Assume that \( f_0=0.4\). Figures 11 and 12 exhibit a comparison of state variable trajectories using the reliable controller designed in (74) and the proposed reliable SMC controller (51). It is observed from the plotted figures that the developed control law leads to avoid divergence of the states and maintain the dynamic stability of the system.

Fig. 12

State trajectories using reliable SMC controller (51)
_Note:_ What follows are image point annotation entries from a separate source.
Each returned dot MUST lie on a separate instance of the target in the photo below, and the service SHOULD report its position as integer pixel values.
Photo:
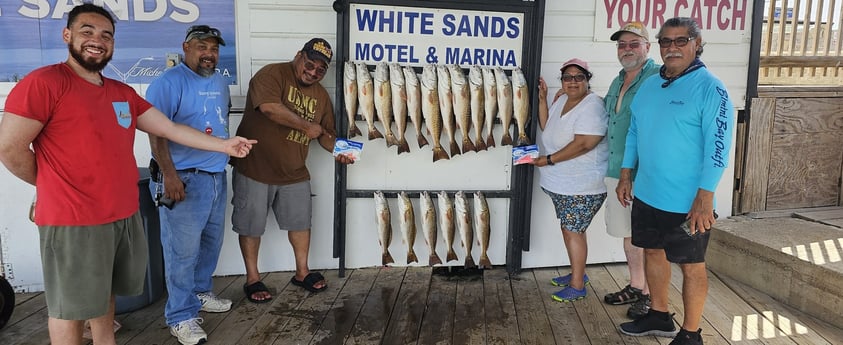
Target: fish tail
(455, 148)
(506, 139)
(403, 146)
(374, 133)
(353, 130)
(480, 146)
(439, 153)
(490, 140)
(387, 258)
(411, 257)
(452, 255)
(434, 259)
(422, 140)
(485, 263)
(467, 145)
(469, 262)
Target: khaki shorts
(252, 201)
(618, 218)
(85, 265)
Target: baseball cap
(576, 62)
(637, 28)
(318, 49)
(202, 32)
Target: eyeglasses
(679, 41)
(569, 78)
(632, 45)
(201, 30)
(310, 66)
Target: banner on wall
(146, 33)
(721, 21)
(417, 36)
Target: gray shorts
(252, 201)
(85, 265)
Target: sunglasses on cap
(631, 45)
(679, 41)
(198, 30)
(570, 77)
(310, 66)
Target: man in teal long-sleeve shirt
(679, 137)
(633, 43)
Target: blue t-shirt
(199, 102)
(680, 136)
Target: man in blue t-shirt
(190, 186)
(679, 137)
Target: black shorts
(656, 229)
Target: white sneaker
(188, 332)
(213, 304)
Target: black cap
(202, 32)
(318, 49)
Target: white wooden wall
(272, 31)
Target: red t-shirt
(87, 173)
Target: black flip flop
(252, 289)
(310, 281)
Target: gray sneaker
(189, 332)
(213, 304)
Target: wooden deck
(425, 306)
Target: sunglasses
(569, 78)
(203, 29)
(679, 41)
(310, 66)
(632, 45)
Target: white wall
(272, 31)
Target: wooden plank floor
(426, 306)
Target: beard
(90, 65)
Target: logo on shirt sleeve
(121, 111)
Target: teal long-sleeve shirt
(619, 120)
(680, 137)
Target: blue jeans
(191, 239)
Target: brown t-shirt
(279, 156)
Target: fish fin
(434, 259)
(455, 148)
(469, 262)
(490, 140)
(387, 259)
(422, 140)
(506, 139)
(522, 140)
(439, 153)
(467, 145)
(485, 263)
(374, 133)
(452, 255)
(403, 146)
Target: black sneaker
(639, 308)
(687, 338)
(651, 324)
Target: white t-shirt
(582, 175)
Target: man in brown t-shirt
(286, 108)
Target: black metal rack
(521, 185)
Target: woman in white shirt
(572, 171)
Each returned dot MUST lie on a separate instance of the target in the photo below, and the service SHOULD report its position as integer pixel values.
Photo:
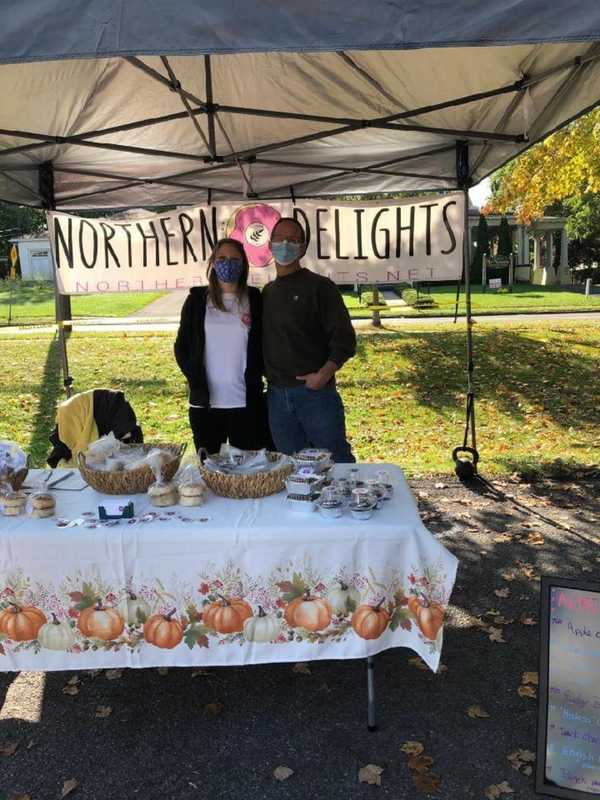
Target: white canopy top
(250, 99)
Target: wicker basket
(132, 481)
(256, 484)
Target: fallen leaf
(477, 712)
(526, 691)
(535, 539)
(527, 619)
(497, 789)
(370, 774)
(282, 773)
(213, 709)
(301, 668)
(417, 661)
(495, 635)
(69, 786)
(412, 748)
(426, 782)
(420, 763)
(530, 677)
(521, 760)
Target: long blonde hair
(215, 293)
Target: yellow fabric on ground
(76, 425)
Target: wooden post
(376, 314)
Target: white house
(541, 249)
(35, 257)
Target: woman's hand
(317, 380)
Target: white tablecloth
(176, 590)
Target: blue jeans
(301, 417)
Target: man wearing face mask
(307, 337)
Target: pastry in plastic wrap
(163, 494)
(13, 503)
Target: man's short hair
(294, 221)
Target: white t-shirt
(226, 352)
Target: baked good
(42, 505)
(192, 494)
(13, 503)
(163, 494)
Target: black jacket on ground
(112, 412)
(190, 341)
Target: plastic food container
(317, 460)
(303, 484)
(302, 503)
(362, 511)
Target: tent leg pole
(62, 303)
(371, 705)
(466, 469)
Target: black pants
(245, 428)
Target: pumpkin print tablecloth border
(291, 605)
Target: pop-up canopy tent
(126, 103)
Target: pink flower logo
(252, 225)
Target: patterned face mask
(286, 253)
(228, 270)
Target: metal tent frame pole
(466, 468)
(62, 303)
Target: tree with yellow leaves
(565, 165)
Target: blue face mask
(286, 253)
(228, 270)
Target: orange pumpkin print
(429, 616)
(227, 615)
(21, 623)
(369, 622)
(101, 622)
(311, 613)
(162, 630)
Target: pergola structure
(120, 104)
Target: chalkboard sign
(568, 758)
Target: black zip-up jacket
(189, 347)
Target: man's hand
(317, 380)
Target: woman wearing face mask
(218, 349)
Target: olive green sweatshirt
(305, 324)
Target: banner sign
(568, 758)
(419, 239)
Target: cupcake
(41, 505)
(192, 494)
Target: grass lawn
(524, 298)
(538, 390)
(34, 303)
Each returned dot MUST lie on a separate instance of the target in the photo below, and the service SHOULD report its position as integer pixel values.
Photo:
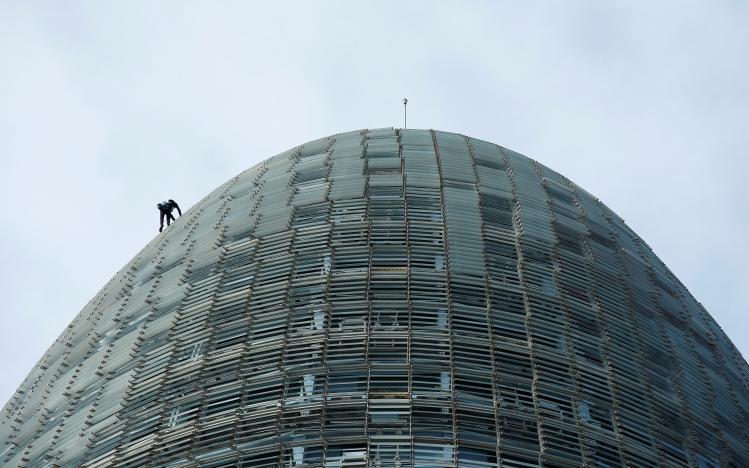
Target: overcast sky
(109, 107)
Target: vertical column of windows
(630, 401)
(593, 399)
(345, 413)
(260, 417)
(388, 409)
(446, 404)
(300, 429)
(655, 356)
(522, 431)
(430, 351)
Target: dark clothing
(165, 210)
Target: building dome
(388, 298)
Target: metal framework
(389, 298)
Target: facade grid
(388, 297)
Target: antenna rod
(405, 114)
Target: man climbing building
(165, 209)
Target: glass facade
(389, 298)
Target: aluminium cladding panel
(393, 298)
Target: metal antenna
(405, 114)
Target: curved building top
(388, 297)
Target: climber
(165, 209)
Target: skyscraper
(391, 298)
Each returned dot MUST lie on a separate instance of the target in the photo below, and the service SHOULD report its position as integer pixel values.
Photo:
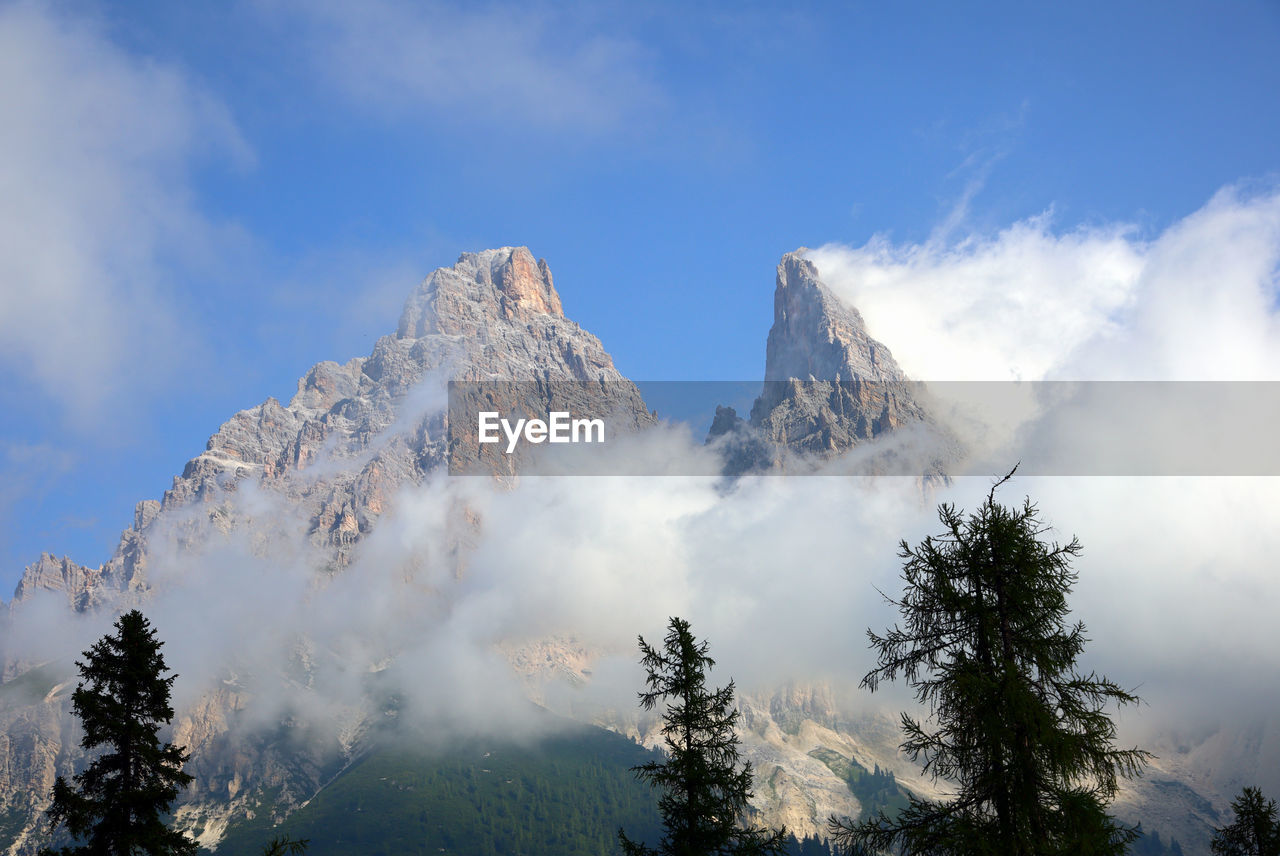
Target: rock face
(337, 454)
(337, 457)
(828, 385)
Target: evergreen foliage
(704, 793)
(1256, 829)
(118, 804)
(1023, 736)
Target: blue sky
(202, 201)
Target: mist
(782, 575)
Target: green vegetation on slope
(874, 788)
(565, 796)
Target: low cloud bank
(782, 576)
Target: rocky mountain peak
(827, 384)
(816, 335)
(506, 284)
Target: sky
(201, 201)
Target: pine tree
(704, 800)
(117, 805)
(1256, 829)
(1022, 735)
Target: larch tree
(704, 790)
(1022, 736)
(117, 806)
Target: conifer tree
(117, 805)
(1020, 735)
(704, 801)
(1253, 832)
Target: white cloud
(95, 213)
(1198, 302)
(521, 65)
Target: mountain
(828, 385)
(297, 516)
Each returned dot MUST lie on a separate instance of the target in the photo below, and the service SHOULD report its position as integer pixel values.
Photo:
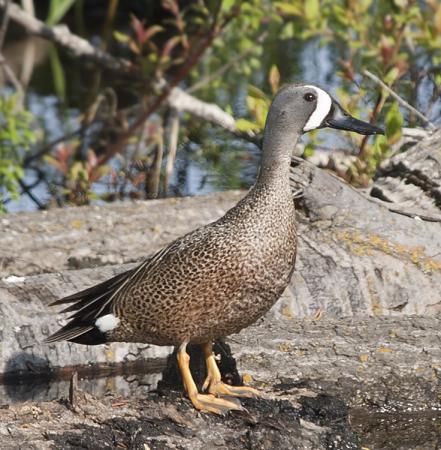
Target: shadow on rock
(171, 378)
(26, 384)
(166, 420)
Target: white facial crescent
(324, 104)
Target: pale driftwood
(355, 257)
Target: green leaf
(121, 37)
(57, 10)
(290, 9)
(274, 78)
(391, 76)
(394, 123)
(312, 9)
(57, 73)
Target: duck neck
(278, 145)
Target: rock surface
(346, 355)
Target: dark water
(212, 161)
(362, 428)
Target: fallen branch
(402, 102)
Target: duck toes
(221, 277)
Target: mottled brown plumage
(221, 277)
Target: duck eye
(309, 97)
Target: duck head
(310, 108)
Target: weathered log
(357, 257)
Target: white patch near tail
(107, 323)
(324, 103)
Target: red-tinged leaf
(170, 45)
(92, 160)
(138, 27)
(151, 31)
(138, 179)
(172, 6)
(134, 47)
(274, 79)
In conclusion, although the method in [43] proposes an effective reliable control design for linear singular systems with external disturbances, it may not be able to cope with a complex case with nonlinear disturbance and actuator saturation. Thus, the impact of the synthesized control law is evidently quite effective and it can stabilize the underlying system with satisfactory performance.

5 Conclusion

In this paper, we have studied the reliable sliding-mode control problem for a class of nonlinear singular systems described by T–S fuzzy model with external disturbance, actuator failures and saturation. The key features of the proposed approach lie in the design of integral-type sliding surface and the associated adaptive SMC law for the system under consideration. An admissibility criterion with \(H_\infty \) performance has been established to ensure the stability of the sliding-mode dynamics enforced on the sliding surface. In addition, the design method can be applied to a wide range of practical systems. Motivated by research developed in [28], the proposed approach will be extended to multi-agent systems in future. Furthermore, the high-order sliding-mode control for nonlinear singular systems will be a challenging issue for our future investigation. Finally, experimental results will be a challenge for solidly convincing the developed results.